Aus dem Vorbringen der Klägerin, die von ihr übernommene Entsorgung der bei der Beklagten lizenzierten Verkaufsverpackungen beruhe nicht auf Vertrag, sondern auf § 6 Abs. 3 Satz 2 VerpackV 1998, folgt nichts anderes. Die Vorschrift verpflichtet den Systembetreiber dazu, die in sein System eingebrachten Verpackungen im Einklang mit den übrigen Vorschriften der Verpackungsverordnung zu verwerten. Sie ändert aber nichts daran, dass die Pflichten der Systembetreiber im jeweiligen Einzelfall durch vertragliche Vereinbarungen mit den Herstellern/Vertreibern begründet werden.
2. Für den Anspruch der Klägerin auf Schadensersatz wegen eines Verstoßes der Beklagten gegen ihre Pflichten aus § 6 Abs. 3 Satz 8 VerpackV 1998 ist der Verwaltungsrechtsweg schon nach § 40 Abs. 1 Satz 1 VwGO eröffnet, weil es sich dabei um eine öffentlich-rechtliche Streitigkeit handelt. Die abdrängende Sonderzuweisung des § 40 Abs. 2 Satz 1 Alt. 3 VwGO, wonach für Schadensersatzansprüche aus der Verletzung öffentlich-rechtlicher Pflichten, die nicht auf einem öffentlich-rechtlichen Vertrag beruhen, die ordentlichen Gerichte zuständig sind, greift nicht ein. Sie erfasst nur Schadensersatzansprüche des Bürgers gegen den Staat (Rennert, in: Eyermann, VwGO, 14. Auflage 2014, § 40 Rn. 116; Wysk, VwGO, 1. Aufl. 2011, § 40 Rn. 143 f.).

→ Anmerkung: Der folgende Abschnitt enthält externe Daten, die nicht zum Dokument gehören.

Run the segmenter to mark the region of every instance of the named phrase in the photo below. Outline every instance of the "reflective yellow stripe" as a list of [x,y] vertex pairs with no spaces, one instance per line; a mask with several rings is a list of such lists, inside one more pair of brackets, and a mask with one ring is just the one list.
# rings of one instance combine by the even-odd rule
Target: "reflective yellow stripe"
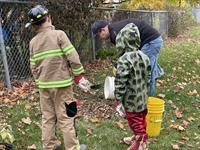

In der Rechtsprechung des Senats (Urteil vom 26. März 2015 - 7 C 17.12 - BVerwGE 152, 1 Rn. 27) ist geklärt, dass § 6 Abs. 4 Satz 5 VerpackV 2008 eine Pflicht des Systembetreibers zur Mitbenutzung bestimmter Einrichtungen des öffentlich-rechtlichen Entsorgungsträgers gegen angemessenes Entgelt regelt und das dadurch zwischen Systembetreiber und öffentlich-rechtlichem Entsorgungsträger begründete Rechtsverhältnis öffentlich-rechtlicher Natur ist. Für die von der Klägerin als verletzt gerügte Mitbenutzungspflicht aus § 6 Abs. 3 Satz 8 VerpackV 1998 gilt nichts anderes.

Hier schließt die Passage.